The product uses machine learning, Google said, to assign a weighted value to every different touchpoint along consumers' paths to purchase. The goal is to make sense of ad dollars' effectiveness across different channels and devices. If a consumer's last action before buying something is a Google search, for example, an earlier email campaign may also get its share of the credit.

Such so-called multi-touch attribution has been around for years, but Google said its product will be more accurate and faster than existing efforts. It's also free in the version designed for small and medium-sized businesses.

"It creates a prediction model that learns by weighting a set of touchpoints on how likely a user is to purchase something," Babak Pahlavan, senior director of product management for analytics measurement at Google, said. "The presence and absence of marketing touchpoints across channels and across campaigns will either decrease or increase the likelihood of a conversion."

The service is in beta, but the company plans to release it widely later this year.

Google also announced a product called Attribution 360 that does the same things plus some, with an annual price starting at $150,000. That's aimed more at agencies that roll out large campaigns.

Clients can inform its results by uploading marketers' own first-party data as well as data from Google's AdWords and DoubleClick.

YouTube ads get location extensions
Google's YouTube said ads on the platform can now culiminate in details such as local store hours, directions and product in stock.

When asked how directions and store hours added up to actual store visits to Wendy's, Dischler backpedaled and said those figures were generated by Wendy's using Google data. "From [Wendy's] perspective, this is a very exciting result," he said.

The service will likely make more sense with car dealerships and retailers that sell electronics, Dischler said.

In-market audience debuts on search
Google's empire was built on the proposition that people searching for something online are prime candidates to see an ad for something related. On Tuesday, Google said it is improving that proposition by letting marketers buy search ads that appear only for "in-market" shoppers, meaning they've previously searched for suggestive terms like "spacious SUV" or "SUV with best gas mileage," for example.
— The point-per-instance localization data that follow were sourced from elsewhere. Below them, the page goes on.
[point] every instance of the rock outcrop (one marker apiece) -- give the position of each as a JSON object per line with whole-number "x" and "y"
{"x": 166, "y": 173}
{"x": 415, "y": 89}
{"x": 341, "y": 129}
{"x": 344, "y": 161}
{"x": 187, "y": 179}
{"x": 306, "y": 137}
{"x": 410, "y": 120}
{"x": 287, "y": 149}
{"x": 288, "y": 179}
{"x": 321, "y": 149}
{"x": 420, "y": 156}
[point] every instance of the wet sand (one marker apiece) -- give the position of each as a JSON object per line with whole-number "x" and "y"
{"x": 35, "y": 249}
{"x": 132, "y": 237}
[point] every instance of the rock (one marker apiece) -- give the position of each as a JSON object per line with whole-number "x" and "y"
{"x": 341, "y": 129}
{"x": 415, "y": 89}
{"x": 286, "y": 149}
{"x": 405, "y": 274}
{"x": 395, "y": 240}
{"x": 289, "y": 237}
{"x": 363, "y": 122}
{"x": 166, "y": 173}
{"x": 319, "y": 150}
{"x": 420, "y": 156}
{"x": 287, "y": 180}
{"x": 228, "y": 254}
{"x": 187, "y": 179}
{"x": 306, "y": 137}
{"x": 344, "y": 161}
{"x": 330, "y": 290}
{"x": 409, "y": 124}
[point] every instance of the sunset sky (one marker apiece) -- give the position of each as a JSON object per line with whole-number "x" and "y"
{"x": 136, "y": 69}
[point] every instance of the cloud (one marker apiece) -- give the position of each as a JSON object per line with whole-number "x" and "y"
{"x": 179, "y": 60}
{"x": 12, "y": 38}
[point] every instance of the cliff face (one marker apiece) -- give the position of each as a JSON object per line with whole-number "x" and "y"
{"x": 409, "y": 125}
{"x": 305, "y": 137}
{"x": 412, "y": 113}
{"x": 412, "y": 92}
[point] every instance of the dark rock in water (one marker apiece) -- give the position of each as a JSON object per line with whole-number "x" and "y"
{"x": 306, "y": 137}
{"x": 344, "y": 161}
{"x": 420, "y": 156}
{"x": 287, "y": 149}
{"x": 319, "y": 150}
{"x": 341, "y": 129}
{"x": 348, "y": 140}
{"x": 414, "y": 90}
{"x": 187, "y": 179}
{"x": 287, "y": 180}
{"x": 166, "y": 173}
The company said it will analyze trillions of search queries across its users to better surface people who are close to pulling the trigger and making a purchase.

Google also threw out a lot of different stats. Here are the most interesting three:

  • Each day, Google analytics processes half a trillion data points across devices
  • The company has measured more than 5 billion store visits across 17 countries in the last 30 months.
  • Google's partnerships have captured information about approximately 70% of all credit card transactions in the U.S.